Mechanism for the Reduction of Aldehydes and Ketones With NaBH₄

• The mechanism for these reductions follows the very common two-step addition-protonation pattern often found in reactions of aldehydes and ketones.
• The first step in this reaction is nucleophilic addition to the carbonyl carbon.
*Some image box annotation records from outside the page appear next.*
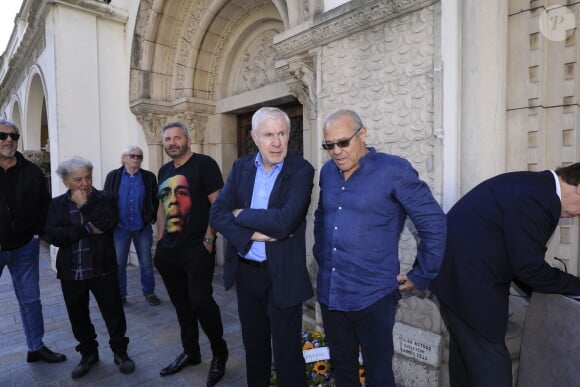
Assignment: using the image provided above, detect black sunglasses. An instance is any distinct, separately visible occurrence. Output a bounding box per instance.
[0,132,20,141]
[322,127,362,150]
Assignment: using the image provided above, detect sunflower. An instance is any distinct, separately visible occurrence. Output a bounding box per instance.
[358,364,366,383]
[302,341,314,350]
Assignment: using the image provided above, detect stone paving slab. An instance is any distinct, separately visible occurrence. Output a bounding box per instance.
[0,246,246,387]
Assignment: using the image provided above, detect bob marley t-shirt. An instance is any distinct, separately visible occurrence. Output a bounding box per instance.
[158,153,224,248]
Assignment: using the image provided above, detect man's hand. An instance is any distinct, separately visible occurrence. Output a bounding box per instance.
[89,222,105,234]
[397,274,415,292]
[250,231,278,242]
[70,189,87,207]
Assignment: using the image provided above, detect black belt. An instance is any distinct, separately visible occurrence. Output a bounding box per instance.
[238,255,268,267]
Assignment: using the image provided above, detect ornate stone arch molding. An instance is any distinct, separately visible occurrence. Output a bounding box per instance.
[174,0,281,100]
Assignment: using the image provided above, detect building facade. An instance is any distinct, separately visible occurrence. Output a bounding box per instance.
[0,0,580,386]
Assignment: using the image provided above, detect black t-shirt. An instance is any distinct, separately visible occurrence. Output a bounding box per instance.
[158,153,224,248]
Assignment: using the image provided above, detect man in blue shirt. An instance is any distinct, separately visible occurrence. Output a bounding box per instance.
[104,146,160,306]
[314,110,446,386]
[210,107,314,387]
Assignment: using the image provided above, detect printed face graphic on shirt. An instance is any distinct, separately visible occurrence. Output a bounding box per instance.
[159,175,191,233]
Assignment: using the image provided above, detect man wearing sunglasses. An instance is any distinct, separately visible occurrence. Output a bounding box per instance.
[104,145,161,306]
[313,110,446,387]
[0,118,66,363]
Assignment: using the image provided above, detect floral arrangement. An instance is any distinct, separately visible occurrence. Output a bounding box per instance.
[270,330,365,387]
[302,331,334,386]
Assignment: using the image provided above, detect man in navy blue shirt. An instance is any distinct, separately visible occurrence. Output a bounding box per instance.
[314,110,446,386]
[104,145,161,306]
[210,107,314,387]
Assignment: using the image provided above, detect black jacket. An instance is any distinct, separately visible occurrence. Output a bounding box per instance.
[0,152,50,250]
[103,167,159,224]
[44,188,119,279]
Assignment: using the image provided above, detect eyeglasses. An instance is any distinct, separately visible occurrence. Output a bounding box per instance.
[0,132,20,141]
[322,127,362,150]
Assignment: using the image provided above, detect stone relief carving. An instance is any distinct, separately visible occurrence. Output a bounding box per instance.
[275,0,437,57]
[233,30,278,94]
[137,113,169,145]
[173,0,273,99]
[131,100,215,145]
[208,0,279,98]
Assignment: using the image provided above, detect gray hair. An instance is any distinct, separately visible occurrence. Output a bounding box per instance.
[0,118,20,134]
[252,106,290,133]
[161,121,189,138]
[56,156,93,181]
[121,145,143,162]
[324,109,364,133]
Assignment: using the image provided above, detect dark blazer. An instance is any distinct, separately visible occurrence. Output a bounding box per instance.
[210,154,314,308]
[103,166,159,224]
[431,171,580,342]
[44,188,119,279]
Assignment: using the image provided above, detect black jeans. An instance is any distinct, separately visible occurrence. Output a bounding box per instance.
[154,244,227,359]
[440,304,512,387]
[320,290,401,387]
[60,273,129,356]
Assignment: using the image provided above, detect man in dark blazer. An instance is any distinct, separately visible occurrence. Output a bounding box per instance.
[210,107,314,387]
[431,163,580,387]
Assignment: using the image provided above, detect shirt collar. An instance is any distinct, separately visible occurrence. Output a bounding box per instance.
[550,171,562,201]
[123,167,141,176]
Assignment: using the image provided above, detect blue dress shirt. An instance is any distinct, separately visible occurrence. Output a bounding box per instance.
[244,152,284,262]
[118,170,145,231]
[314,148,446,311]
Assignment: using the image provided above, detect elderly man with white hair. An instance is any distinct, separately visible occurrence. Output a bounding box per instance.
[104,145,160,306]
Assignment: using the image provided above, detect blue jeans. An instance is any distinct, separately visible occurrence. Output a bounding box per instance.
[0,239,44,351]
[114,224,155,297]
[320,290,401,387]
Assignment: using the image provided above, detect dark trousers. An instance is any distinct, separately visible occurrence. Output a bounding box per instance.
[236,263,306,387]
[60,273,129,356]
[320,291,401,387]
[155,244,228,359]
[440,304,512,387]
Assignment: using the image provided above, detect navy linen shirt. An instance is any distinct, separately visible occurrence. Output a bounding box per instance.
[314,148,446,311]
[117,169,145,231]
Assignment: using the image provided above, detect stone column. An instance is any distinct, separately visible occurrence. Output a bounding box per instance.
[460,0,508,195]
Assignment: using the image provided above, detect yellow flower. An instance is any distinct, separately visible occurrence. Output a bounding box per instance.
[358,366,366,383]
[312,360,327,375]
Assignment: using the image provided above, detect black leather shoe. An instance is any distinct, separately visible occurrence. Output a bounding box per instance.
[71,352,99,379]
[159,353,201,376]
[206,353,228,387]
[26,347,66,363]
[115,352,135,375]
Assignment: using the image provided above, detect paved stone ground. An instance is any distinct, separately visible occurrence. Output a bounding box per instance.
[0,246,246,387]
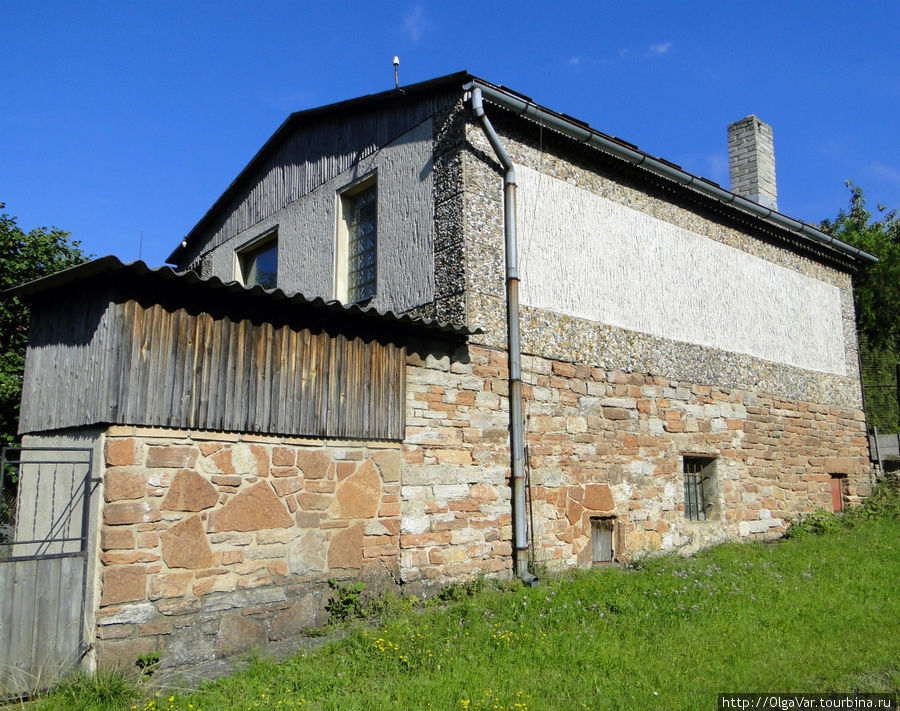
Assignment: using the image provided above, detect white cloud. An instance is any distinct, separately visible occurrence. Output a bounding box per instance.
[403,5,428,42]
[863,163,900,183]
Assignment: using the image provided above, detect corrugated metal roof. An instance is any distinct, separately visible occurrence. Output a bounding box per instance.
[169,71,877,270]
[167,71,474,264]
[2,256,482,338]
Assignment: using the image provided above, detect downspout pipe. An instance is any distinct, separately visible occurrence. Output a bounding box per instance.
[472,86,537,585]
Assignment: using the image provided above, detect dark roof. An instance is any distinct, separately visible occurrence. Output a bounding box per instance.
[167,71,474,264]
[169,71,878,263]
[7,256,481,339]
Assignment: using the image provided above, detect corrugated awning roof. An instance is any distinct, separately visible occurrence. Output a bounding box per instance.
[2,256,482,338]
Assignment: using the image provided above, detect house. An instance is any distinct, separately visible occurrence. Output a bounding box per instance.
[3,73,873,680]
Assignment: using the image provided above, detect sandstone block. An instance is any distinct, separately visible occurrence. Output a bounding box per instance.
[297,449,331,479]
[328,523,364,569]
[103,467,147,501]
[148,572,194,600]
[106,439,136,467]
[287,528,326,575]
[297,494,334,511]
[160,516,212,570]
[335,461,381,518]
[566,499,584,524]
[825,457,857,474]
[272,447,297,467]
[209,481,294,532]
[247,444,269,477]
[103,501,162,526]
[97,637,160,666]
[231,442,265,476]
[582,484,616,513]
[372,449,403,482]
[602,407,630,420]
[272,476,303,496]
[161,469,218,511]
[210,449,234,474]
[100,526,134,551]
[271,466,301,477]
[216,612,266,657]
[147,445,197,469]
[269,595,325,640]
[100,565,147,606]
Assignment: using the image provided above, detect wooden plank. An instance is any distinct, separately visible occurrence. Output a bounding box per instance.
[30,558,63,689]
[0,562,17,697]
[6,560,38,683]
[56,557,84,680]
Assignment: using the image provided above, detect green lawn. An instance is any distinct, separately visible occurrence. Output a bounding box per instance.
[29,490,900,711]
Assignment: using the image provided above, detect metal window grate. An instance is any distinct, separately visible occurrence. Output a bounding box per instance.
[684,457,715,521]
[591,518,615,563]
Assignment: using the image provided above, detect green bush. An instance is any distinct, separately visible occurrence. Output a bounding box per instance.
[325,578,366,624]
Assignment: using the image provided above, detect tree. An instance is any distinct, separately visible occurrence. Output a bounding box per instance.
[0,202,86,446]
[820,180,900,432]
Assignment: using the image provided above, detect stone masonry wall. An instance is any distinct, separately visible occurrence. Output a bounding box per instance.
[97,427,400,664]
[400,346,871,585]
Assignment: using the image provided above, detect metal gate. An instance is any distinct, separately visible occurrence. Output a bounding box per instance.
[0,447,98,699]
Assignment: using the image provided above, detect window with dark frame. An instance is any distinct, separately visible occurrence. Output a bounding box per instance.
[591,516,615,564]
[831,474,845,513]
[341,180,378,303]
[237,231,278,289]
[684,456,716,521]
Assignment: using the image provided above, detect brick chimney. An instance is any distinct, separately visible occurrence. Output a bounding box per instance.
[728,115,778,210]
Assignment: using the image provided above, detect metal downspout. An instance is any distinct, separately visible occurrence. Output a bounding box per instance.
[472,86,537,584]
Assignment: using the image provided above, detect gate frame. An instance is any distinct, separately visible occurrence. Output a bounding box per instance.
[0,446,103,703]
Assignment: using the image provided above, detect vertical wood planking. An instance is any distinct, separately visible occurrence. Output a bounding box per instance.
[22,301,405,439]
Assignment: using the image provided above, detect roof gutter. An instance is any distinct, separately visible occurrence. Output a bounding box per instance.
[463,80,878,262]
[471,85,537,585]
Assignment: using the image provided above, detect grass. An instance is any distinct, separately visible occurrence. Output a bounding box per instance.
[24,484,900,711]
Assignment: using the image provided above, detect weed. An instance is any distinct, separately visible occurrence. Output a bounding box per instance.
[438,575,485,602]
[325,578,366,624]
[784,476,900,539]
[38,667,142,711]
[303,627,328,637]
[134,652,159,679]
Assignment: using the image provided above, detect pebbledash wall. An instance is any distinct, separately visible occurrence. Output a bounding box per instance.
[89,86,871,659]
[418,102,872,567]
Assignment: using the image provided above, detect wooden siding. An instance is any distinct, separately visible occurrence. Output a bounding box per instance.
[0,556,84,699]
[188,91,459,266]
[19,299,405,440]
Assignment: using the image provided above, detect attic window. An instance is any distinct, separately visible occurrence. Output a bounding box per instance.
[335,174,378,304]
[235,228,278,289]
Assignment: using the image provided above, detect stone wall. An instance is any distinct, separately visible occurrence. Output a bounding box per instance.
[400,347,871,584]
[460,107,862,409]
[97,427,400,664]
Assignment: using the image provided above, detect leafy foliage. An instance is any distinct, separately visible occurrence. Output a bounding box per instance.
[0,202,86,446]
[820,181,900,432]
[35,504,900,711]
[784,475,900,538]
[820,180,900,350]
[325,578,366,624]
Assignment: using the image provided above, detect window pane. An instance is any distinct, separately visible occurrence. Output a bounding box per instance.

Forming a C-H bond and breaking a C–O (pi) bond.
  
• The addition is followed by protonation of the oxygen with a mild acid (leading to the formation of O–H).
• In practice, this reaction is usually performed in an alcoholic solvent like CH₃OH and the reaction is quenched with a mild acid such as a saturated solution of ammonium chloride (NH₄Cl).
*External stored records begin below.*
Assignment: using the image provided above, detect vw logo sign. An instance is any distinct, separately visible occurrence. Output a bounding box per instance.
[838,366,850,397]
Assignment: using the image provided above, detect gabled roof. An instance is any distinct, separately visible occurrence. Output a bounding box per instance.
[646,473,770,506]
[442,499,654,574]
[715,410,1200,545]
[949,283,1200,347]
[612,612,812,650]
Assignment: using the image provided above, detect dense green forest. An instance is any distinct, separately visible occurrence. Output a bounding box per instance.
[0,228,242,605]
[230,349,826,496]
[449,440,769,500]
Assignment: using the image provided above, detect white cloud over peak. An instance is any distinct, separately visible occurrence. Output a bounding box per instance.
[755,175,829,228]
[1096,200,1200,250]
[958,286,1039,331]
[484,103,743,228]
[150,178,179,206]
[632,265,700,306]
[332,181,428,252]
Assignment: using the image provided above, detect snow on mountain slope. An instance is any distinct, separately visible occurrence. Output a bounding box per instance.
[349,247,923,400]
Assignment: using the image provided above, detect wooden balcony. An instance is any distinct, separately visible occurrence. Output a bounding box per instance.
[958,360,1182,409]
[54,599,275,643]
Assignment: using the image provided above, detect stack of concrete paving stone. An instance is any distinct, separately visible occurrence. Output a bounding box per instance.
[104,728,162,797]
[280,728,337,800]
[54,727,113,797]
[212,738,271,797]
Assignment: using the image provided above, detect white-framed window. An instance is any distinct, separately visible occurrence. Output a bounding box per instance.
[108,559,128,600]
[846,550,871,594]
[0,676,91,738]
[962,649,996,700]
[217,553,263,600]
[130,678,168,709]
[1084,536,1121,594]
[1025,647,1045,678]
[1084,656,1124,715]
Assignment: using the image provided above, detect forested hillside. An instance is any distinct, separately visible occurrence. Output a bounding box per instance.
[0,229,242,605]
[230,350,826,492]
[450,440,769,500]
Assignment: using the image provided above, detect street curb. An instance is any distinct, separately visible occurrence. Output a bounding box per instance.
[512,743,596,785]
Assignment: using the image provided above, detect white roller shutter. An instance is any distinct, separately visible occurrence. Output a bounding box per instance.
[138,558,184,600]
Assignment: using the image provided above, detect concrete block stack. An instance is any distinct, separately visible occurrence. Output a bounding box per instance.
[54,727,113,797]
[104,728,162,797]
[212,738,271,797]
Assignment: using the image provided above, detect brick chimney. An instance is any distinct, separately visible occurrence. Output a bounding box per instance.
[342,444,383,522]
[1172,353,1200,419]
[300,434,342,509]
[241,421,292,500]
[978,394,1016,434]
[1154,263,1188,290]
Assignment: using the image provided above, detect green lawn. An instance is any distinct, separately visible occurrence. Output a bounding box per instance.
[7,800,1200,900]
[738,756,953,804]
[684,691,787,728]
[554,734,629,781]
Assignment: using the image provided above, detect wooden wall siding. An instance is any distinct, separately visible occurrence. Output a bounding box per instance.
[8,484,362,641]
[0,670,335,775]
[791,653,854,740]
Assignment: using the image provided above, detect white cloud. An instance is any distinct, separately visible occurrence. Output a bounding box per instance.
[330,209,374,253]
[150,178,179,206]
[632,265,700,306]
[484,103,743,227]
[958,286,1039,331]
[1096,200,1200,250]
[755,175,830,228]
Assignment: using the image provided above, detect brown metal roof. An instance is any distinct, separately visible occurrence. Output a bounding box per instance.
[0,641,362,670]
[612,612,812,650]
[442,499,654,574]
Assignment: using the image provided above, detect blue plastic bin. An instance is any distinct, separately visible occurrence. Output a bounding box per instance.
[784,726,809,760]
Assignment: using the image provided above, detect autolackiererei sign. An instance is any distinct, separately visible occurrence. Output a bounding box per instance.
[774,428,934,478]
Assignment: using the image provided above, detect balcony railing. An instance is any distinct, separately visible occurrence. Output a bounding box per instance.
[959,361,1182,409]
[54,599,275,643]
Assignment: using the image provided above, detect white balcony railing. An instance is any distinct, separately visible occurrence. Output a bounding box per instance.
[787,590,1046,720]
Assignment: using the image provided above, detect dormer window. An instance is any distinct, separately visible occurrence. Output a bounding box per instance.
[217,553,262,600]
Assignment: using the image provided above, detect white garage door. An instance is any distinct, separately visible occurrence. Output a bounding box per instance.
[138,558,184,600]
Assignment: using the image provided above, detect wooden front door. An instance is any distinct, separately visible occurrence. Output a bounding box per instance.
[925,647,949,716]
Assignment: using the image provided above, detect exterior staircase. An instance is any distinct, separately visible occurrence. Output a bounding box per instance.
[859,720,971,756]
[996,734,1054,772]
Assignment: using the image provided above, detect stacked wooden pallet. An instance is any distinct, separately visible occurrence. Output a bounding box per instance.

NaBH₄ Will Not Reduce Esters or Amides

• NaBH4 will not generally reduce esters or amides.
• This reaction can be done by LiAlH4, however.
  

Why are esters and amides so unreactive? After all, shouldn’t these functional groups be more reactive than aldehydes and ketones since the carbonyl is attached to the electronegative oxygen and nitrogen atoms?

It’s actually the opposite! The lone pairs from oxygen and nitrogen are capable of donating electron density to the carbonyl carbon through forming a pi bond. This makes the carbonyl carbon less electrophilic and less reactive with nucleophiles.
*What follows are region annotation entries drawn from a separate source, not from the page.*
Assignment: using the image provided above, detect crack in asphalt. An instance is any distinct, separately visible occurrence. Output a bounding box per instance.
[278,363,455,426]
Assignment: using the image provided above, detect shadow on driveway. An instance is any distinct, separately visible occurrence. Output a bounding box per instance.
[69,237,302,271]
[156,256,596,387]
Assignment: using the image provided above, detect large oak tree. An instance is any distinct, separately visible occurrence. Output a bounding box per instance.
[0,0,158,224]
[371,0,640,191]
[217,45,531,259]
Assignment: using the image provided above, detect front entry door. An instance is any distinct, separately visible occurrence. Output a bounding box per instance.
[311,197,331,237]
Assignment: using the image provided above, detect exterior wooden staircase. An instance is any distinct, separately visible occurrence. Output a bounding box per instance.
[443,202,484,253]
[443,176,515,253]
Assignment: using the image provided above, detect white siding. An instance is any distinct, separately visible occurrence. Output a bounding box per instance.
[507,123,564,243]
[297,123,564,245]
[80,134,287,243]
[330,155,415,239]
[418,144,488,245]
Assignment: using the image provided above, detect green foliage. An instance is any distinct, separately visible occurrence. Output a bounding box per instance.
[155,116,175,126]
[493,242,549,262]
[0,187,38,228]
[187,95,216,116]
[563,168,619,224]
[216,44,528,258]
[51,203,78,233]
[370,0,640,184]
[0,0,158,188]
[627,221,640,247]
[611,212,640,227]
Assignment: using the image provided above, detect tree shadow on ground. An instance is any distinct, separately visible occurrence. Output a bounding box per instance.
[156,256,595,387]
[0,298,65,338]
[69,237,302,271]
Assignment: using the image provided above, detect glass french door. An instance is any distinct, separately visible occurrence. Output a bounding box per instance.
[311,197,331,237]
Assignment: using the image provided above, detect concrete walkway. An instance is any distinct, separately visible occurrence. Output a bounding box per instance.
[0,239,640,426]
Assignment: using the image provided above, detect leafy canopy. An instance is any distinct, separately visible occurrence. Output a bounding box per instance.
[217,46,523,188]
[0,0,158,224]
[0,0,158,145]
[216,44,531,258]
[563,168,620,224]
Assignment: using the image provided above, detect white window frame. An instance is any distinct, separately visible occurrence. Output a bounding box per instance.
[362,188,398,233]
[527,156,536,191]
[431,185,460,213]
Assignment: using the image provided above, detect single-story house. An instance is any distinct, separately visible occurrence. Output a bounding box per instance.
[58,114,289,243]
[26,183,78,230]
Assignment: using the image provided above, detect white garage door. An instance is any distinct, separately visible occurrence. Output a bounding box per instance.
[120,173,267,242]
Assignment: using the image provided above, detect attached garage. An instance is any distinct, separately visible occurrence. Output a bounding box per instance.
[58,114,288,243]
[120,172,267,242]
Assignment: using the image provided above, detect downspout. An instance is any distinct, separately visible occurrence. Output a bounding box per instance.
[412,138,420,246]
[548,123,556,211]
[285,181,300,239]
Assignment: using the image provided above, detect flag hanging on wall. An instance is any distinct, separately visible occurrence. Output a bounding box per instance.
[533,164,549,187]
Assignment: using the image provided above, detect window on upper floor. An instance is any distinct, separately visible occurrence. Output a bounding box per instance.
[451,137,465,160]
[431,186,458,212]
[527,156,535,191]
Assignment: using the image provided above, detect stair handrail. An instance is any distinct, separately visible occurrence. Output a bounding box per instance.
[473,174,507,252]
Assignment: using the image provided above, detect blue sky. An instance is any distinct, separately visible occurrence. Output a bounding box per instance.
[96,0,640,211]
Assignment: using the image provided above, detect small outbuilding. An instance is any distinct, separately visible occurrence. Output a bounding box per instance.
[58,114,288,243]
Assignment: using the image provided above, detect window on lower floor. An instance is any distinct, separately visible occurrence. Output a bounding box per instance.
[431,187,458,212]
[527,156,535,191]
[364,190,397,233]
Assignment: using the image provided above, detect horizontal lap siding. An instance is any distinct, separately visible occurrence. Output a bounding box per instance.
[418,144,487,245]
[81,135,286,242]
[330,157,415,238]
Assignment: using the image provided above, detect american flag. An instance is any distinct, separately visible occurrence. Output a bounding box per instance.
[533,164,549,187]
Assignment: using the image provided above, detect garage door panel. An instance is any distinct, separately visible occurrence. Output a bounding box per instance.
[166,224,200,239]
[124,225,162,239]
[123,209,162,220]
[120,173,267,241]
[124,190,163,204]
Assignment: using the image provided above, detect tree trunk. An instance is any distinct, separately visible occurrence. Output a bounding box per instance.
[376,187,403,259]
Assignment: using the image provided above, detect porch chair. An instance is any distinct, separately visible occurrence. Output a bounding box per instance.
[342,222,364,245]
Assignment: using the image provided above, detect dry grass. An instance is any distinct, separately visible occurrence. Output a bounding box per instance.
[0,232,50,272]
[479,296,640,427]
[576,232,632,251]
What about anhydrides and acid halides?

NaBH₄ will reduce anhydrides and acid halides, but in practice, these functional groups will react with the solvent (CH₃OH) before they have a chance to react with NaBH₄.

Reduction of Hemiacetals

• Aldehydes and ketones, check. Esters and amides, no go. So what else can be reduced by sodium borohydride.
• The molecule below might look familiar. It’s glucose!
• When treated with NaBH₄, glucose is reduced to the alcohol sorbitol. 

Hold on for a second. What happened here? There’s no aldehyde or ketone.  Or is there? 

• There actually is an aldehyde present here, but it is in equilibrium with a cyclic hemiacetal. (In cyclic molecules such as sugars, this equilibrium process is known as ring-chain tautomerism.)
• Although the open-chain aldehyde form only comprises 0.02% of an aqueous mixture of glucose at equilibrium, NaBH₄ will quickly reduce any aldehyde that is present to give sorbitol.  Via Le Chatelier’s principle, equilibrium between the cyclic hemiacetal and the aldehyde will eventually result in all of the cyclic hemiacetal being reduced to the alcohol.

Reduction of Organomercury Compounds

• There’s one more use of NaBH₄ worth noting.
• You may recall that alkenes can undergo oxymercuration when treated with water (or alcohols) in the presence of mercuric acetate Hg(OAc)₂ or similar which results in net Markovnikov addition of water to an alkene.
  
• The resulting organomercury compound can then be treated with NaBH4 to give an alcohol.
• The precise details of this “demercuration” step are often skipped over, but for completeness we’ll briefly go through it here.
• The first step is addition of hydride to mercury, giving NaOAc and a new Hg-H bond. Carbon-mercury bonds are extremely weak (this is part of the reason why organomercury compounds are extremely toxic) and upon homolytic cleavage of Hg-C, the resulting carbon radical is then reduced with Hg-H to give C-H and metallic mercury (Hg⁰). On large enough scale, this results in a little puddle of mercury forming at the bottom of the reaction flask.

Summary

• Sodium borohydride will reduce aldehydes to primary alcohols and ketones to secondary alcohols.
• This proceeds via a two-step mechanism consisting of 1) nucleophilic addition, followed by 2) protonation.
• Esters and amides are not reduced by NaBH₄ under normal conditions. (They can be reduced by lithium aluminum hydride (LiAlH₄) however).
• NaBH₄ is also used in the demercuration step of oxymercuration-demercuration.